Raccolta d’abiti straordinaria contro la marginalità

Non rifiutare un vestito, donalo: può essere riassunto in queste poche parole lo scopo della raccolta straordinaria di abiti promossa dalla Caritas Diocesana di Vigevano per il prossimo 6 maggio.

Un appuntamento che coinvolgerà non solo la città ducale, ma moltissime parrocchie di tutta la Diocesi con punti di raccolta anche a Mortara, Mede, Garlasco, San Martino Siccomario e, ovviamente, Vigevano.

PROGETTO Il ricavato della manifestazione, organizzata da Caritas in collaborazione con la società Torri Clementina srl di Busto Arsizio (ditta specializzata e autorizzata alla raccolta degli abiti usati), le parrocchie e di diversi comuni dell’Ambito distrettuale della Lomellina, servirà a sostenere il progetto “Un altro domani” sulla grave marginalità. Durante tutta la giornata sarà possibile donare vestiti di ogni genere, ma anche borse, scarpe e in generale accessori d’abbigliamento: le parrocchie allestiranno spazi appositi per la raccolta degli indumenti, che saranno poi trasportati negli “hub” di Vigevano (via Olivelli, parcheggio stadio), Mortara (via Trento), Mede (piazza Fausto Coppi), Garlasco (piazza della Vittoria) e San Martino (piazza Volontari del Sangue).

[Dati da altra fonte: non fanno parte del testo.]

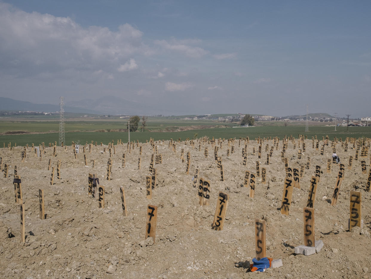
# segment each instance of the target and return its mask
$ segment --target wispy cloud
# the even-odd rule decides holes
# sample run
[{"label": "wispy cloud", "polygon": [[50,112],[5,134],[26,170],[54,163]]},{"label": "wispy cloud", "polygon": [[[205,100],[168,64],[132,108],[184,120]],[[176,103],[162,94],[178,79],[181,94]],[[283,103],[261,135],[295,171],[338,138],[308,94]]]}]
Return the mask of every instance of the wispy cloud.
[{"label": "wispy cloud", "polygon": [[208,53],[202,48],[190,45],[198,42],[199,40],[193,39],[180,41],[173,39],[170,41],[156,40],[154,41],[155,44],[165,49],[176,51],[192,58],[200,58]]},{"label": "wispy cloud", "polygon": [[219,87],[219,86],[213,86],[212,87],[209,87],[207,88],[208,90],[214,90],[214,89],[221,89],[221,88]]},{"label": "wispy cloud", "polygon": [[213,55],[214,58],[217,59],[230,59],[236,57],[236,53],[233,52],[232,53],[223,53],[221,54],[215,54]]},{"label": "wispy cloud", "polygon": [[270,78],[267,77],[262,78],[254,81],[254,83],[257,84],[269,83],[270,82]]},{"label": "wispy cloud", "polygon": [[184,91],[191,87],[192,87],[192,86],[188,83],[167,82],[165,84],[165,90],[167,91]]},{"label": "wispy cloud", "polygon": [[119,72],[126,72],[135,70],[138,67],[138,65],[135,63],[135,61],[132,58],[124,65],[120,65],[120,67],[117,68],[117,70]]}]

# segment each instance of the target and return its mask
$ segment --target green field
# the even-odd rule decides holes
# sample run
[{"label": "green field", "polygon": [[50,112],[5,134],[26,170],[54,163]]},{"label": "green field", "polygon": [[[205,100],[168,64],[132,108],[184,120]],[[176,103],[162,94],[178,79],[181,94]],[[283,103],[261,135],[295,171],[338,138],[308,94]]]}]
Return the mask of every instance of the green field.
[{"label": "green field", "polygon": [[[56,124],[54,123],[55,125]],[[76,124],[76,125],[81,126],[84,125],[88,125],[89,123]],[[119,122],[99,122],[99,124],[93,124],[92,126],[93,129],[99,129],[100,127],[102,129],[107,129],[108,127],[116,127],[119,126],[120,125],[122,124]],[[220,124],[220,123],[219,124]],[[2,127],[2,123],[1,123]],[[22,125],[26,127],[27,124],[26,123],[23,123]],[[46,127],[43,129],[43,131],[50,130],[50,127],[52,126],[52,124],[50,122],[45,123]],[[161,125],[169,125],[168,123],[163,124],[154,123],[154,126],[160,126]],[[157,125],[157,126],[156,126]],[[180,125],[178,125],[180,126]],[[57,126],[58,127],[58,126]],[[73,130],[76,129],[72,125],[72,127],[69,127],[70,130],[66,129],[65,133],[66,142],[68,145],[70,145],[72,141],[75,142],[79,142],[85,144],[85,142],[90,142],[92,140],[94,142],[97,141],[98,144],[102,142],[104,144],[107,144],[112,140],[114,140],[115,144],[117,142],[117,140],[120,140],[124,142],[128,141],[128,133],[125,132],[68,132],[68,131]],[[347,137],[358,138],[359,137],[367,137],[371,138],[371,127],[349,127],[349,132],[347,132],[347,127],[336,127],[336,131],[334,131],[334,126],[311,126],[310,128],[310,132],[305,133],[304,132],[305,126],[257,126],[249,128],[214,128],[203,129],[196,129],[185,131],[180,132],[158,132],[144,131],[144,132],[137,131],[130,133],[130,140],[131,141],[137,140],[140,142],[145,142],[146,140],[148,140],[151,137],[155,140],[170,140],[170,138],[177,139],[180,138],[184,140],[186,138],[192,138],[195,134],[197,134],[197,137],[200,138],[204,136],[206,136],[211,138],[213,137],[215,138],[221,138],[226,139],[236,137],[239,138],[239,137],[246,137],[249,136],[250,139],[254,139],[255,138],[260,136],[260,137],[267,137],[277,136],[280,138],[285,137],[285,135],[289,136],[292,134],[293,137],[297,138],[298,134],[303,134],[308,136],[308,138],[311,138],[312,136],[316,135],[319,139],[322,139],[322,137],[325,137],[328,135],[330,139],[333,139],[334,137],[338,138],[342,138],[343,140]],[[39,129],[42,129],[41,127]],[[56,129],[55,128],[54,129]],[[86,130],[91,129],[86,129]],[[0,143],[2,147],[3,143],[5,143],[6,147],[9,142],[11,142],[12,146],[14,146],[14,143],[16,143],[17,145],[24,145],[28,144],[30,145],[32,143],[38,145],[42,142],[44,142],[46,144],[49,142],[54,142],[56,141],[58,142],[59,140],[59,134],[58,132],[46,133],[44,134],[33,134],[25,135],[6,135],[0,136]]]}]

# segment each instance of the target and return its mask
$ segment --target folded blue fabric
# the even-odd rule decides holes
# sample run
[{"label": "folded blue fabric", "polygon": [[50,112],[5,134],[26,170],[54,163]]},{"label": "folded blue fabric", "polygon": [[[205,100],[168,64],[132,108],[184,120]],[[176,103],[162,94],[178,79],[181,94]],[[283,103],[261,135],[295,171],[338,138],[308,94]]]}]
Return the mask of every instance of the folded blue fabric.
[{"label": "folded blue fabric", "polygon": [[257,269],[256,270],[257,271],[260,271],[261,272],[264,271],[270,266],[269,260],[268,259],[268,258],[266,257],[265,258],[262,258],[260,259],[260,260],[258,260],[256,258],[254,258],[252,261],[253,267],[256,267],[257,268]]}]

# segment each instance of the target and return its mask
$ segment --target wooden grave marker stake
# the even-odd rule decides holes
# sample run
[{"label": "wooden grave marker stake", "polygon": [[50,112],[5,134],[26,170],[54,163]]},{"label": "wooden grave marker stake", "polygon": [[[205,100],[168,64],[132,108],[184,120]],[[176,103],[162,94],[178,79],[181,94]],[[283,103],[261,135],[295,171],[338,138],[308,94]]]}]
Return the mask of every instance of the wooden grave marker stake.
[{"label": "wooden grave marker stake", "polygon": [[154,168],[152,169],[152,189],[155,189],[156,187],[156,169]]},{"label": "wooden grave marker stake", "polygon": [[306,161],[306,166],[305,168],[307,170],[309,170],[309,168],[310,166],[311,166],[311,157],[308,157],[308,161]]},{"label": "wooden grave marker stake", "polygon": [[305,167],[304,165],[302,165],[300,166],[300,173],[299,174],[299,177],[300,178],[302,178],[304,176],[304,169]]},{"label": "wooden grave marker stake", "polygon": [[223,165],[220,165],[220,181],[224,181],[224,170]]},{"label": "wooden grave marker stake", "polygon": [[201,206],[209,205],[210,198],[210,181],[200,179],[198,183],[198,204]]},{"label": "wooden grave marker stake", "polygon": [[21,200],[21,242],[24,242],[25,238],[24,236],[24,222],[26,221],[24,218],[24,208],[23,202]]},{"label": "wooden grave marker stake", "polygon": [[193,177],[193,188],[197,187],[197,180],[198,179],[198,171],[199,170],[197,168],[196,169],[196,172],[194,174],[194,176]]},{"label": "wooden grave marker stake", "polygon": [[317,183],[319,183],[321,181],[321,167],[318,165],[316,166],[316,177],[317,177]]},{"label": "wooden grave marker stake", "polygon": [[95,178],[95,174],[93,175],[90,173],[88,176],[88,195],[93,195],[93,183],[94,182],[93,179]]},{"label": "wooden grave marker stake", "polygon": [[245,177],[243,180],[243,187],[248,187],[249,186],[250,182],[250,172],[248,170],[245,171]]},{"label": "wooden grave marker stake", "polygon": [[262,168],[262,184],[265,184],[266,183],[266,170],[265,168]]},{"label": "wooden grave marker stake", "polygon": [[366,183],[366,192],[369,192],[370,187],[371,187],[371,167],[370,167],[370,169],[368,170],[368,177],[367,178]]},{"label": "wooden grave marker stake", "polygon": [[145,177],[145,196],[148,199],[152,198],[152,177]]},{"label": "wooden grave marker stake", "polygon": [[40,219],[45,218],[45,210],[44,209],[44,190],[39,189],[39,211]]},{"label": "wooden grave marker stake", "polygon": [[266,257],[265,242],[265,221],[255,219],[255,259],[260,260]]},{"label": "wooden grave marker stake", "polygon": [[189,173],[189,164],[191,160],[191,156],[189,152],[187,153],[187,170],[186,173],[187,174]]},{"label": "wooden grave marker stake", "polygon": [[104,208],[104,186],[100,185],[98,187],[98,203],[99,208]]},{"label": "wooden grave marker stake", "polygon": [[221,192],[219,192],[214,222],[213,222],[211,225],[211,228],[213,230],[215,231],[221,231],[223,229],[229,197],[229,196],[228,194]]},{"label": "wooden grave marker stake", "polygon": [[351,191],[349,230],[356,226],[361,227],[362,208],[361,202],[361,192]]},{"label": "wooden grave marker stake", "polygon": [[58,160],[57,163],[57,178],[60,180],[60,160]]},{"label": "wooden grave marker stake", "polygon": [[365,174],[367,173],[366,170],[366,161],[361,161],[361,167],[362,169],[362,173],[364,173]]},{"label": "wooden grave marker stake", "polygon": [[314,209],[305,207],[304,214],[304,243],[305,246],[313,247],[315,245]]},{"label": "wooden grave marker stake", "polygon": [[318,184],[318,178],[315,176],[312,176],[311,179],[311,185],[309,186],[308,193],[308,199],[306,202],[306,207],[311,208],[314,208],[314,202],[316,198],[316,191],[317,190],[317,185]]},{"label": "wooden grave marker stake", "polygon": [[152,173],[152,170],[153,169],[153,158],[155,154],[152,153],[151,157],[151,161],[150,161],[150,173]]},{"label": "wooden grave marker stake", "polygon": [[124,216],[128,216],[128,211],[126,209],[126,199],[125,199],[125,193],[124,191],[124,186],[120,186],[120,193],[121,194],[121,206],[122,208],[122,214]]},{"label": "wooden grave marker stake", "polygon": [[326,172],[331,173],[331,159],[327,159],[327,167],[326,168]]},{"label": "wooden grave marker stake", "polygon": [[286,177],[285,179],[283,193],[282,197],[281,214],[288,216],[290,215],[290,206],[292,197],[292,177]]},{"label": "wooden grave marker stake", "polygon": [[336,203],[338,201],[338,197],[339,196],[339,192],[340,191],[340,186],[341,186],[341,182],[343,181],[344,178],[344,173],[341,171],[339,172],[338,174],[338,177],[336,180],[336,186],[334,189],[334,194],[332,194],[332,199],[331,201],[331,205],[332,206],[335,206]]},{"label": "wooden grave marker stake", "polygon": [[157,221],[157,207],[148,205],[147,206],[147,222],[145,227],[145,239],[152,237],[153,242],[156,238],[156,227]]},{"label": "wooden grave marker stake", "polygon": [[111,178],[111,172],[112,170],[112,160],[111,157],[108,158],[108,161],[107,163],[107,173],[106,177],[107,180],[110,180]]},{"label": "wooden grave marker stake", "polygon": [[300,189],[300,179],[299,178],[299,170],[297,169],[293,169],[293,176],[294,177],[294,187]]},{"label": "wooden grave marker stake", "polygon": [[260,162],[257,161],[255,162],[255,167],[256,170],[256,177],[260,177]]},{"label": "wooden grave marker stake", "polygon": [[255,174],[252,173],[250,173],[250,180],[249,183],[249,187],[250,187],[250,193],[249,196],[250,198],[254,198],[255,195]]},{"label": "wooden grave marker stake", "polygon": [[13,180],[14,185],[14,193],[15,202],[17,203],[20,203],[22,201],[22,185],[21,183],[21,177],[19,175],[15,174]]},{"label": "wooden grave marker stake", "polygon": [[54,167],[52,167],[52,173],[50,176],[50,185],[53,185],[54,182]]},{"label": "wooden grave marker stake", "polygon": [[4,164],[4,177],[8,177],[8,164]]}]

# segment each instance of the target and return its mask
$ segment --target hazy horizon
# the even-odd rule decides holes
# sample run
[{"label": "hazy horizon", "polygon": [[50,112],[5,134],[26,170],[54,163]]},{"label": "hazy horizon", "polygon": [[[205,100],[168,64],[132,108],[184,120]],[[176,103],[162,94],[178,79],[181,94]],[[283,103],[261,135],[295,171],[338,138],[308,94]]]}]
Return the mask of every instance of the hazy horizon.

AIUTARE IL PROSSIMO «Il significato di questa manifestazione – spiegano da Caritas – prevede obiettivi di funzione pedagogica: insieme all’attenzione ai bisogni importanti del prossimo, anche entrare nella logica del riuso è oggi un punto fondamentale nel percorso educativo, personale e comunitario. C’è poi la salvaguardia ambientale: grazie a questa raccolta differenziata si sottrae alla discarica una grande quantità di rifiuti, trasformandoli in risorse. In chiave di occupazione e inserimento sociale, il servizio di svuotamento è effettuato dalla società Torri, che ha come finalità anche l’inserimento lavorativo di persone in situazione di disagio e svantaggio sociale. E infine la solidarietà: in base alla qualità e quantità del materiale raccolto, chi aderirà contribuisce economicamente ad un progetto della stessa Caritas Diocesana denominato “Un altro domani” rivolto a sostenere bisogni legati alla situazioni di “grave marginalità” presenti sul territorio di competenza».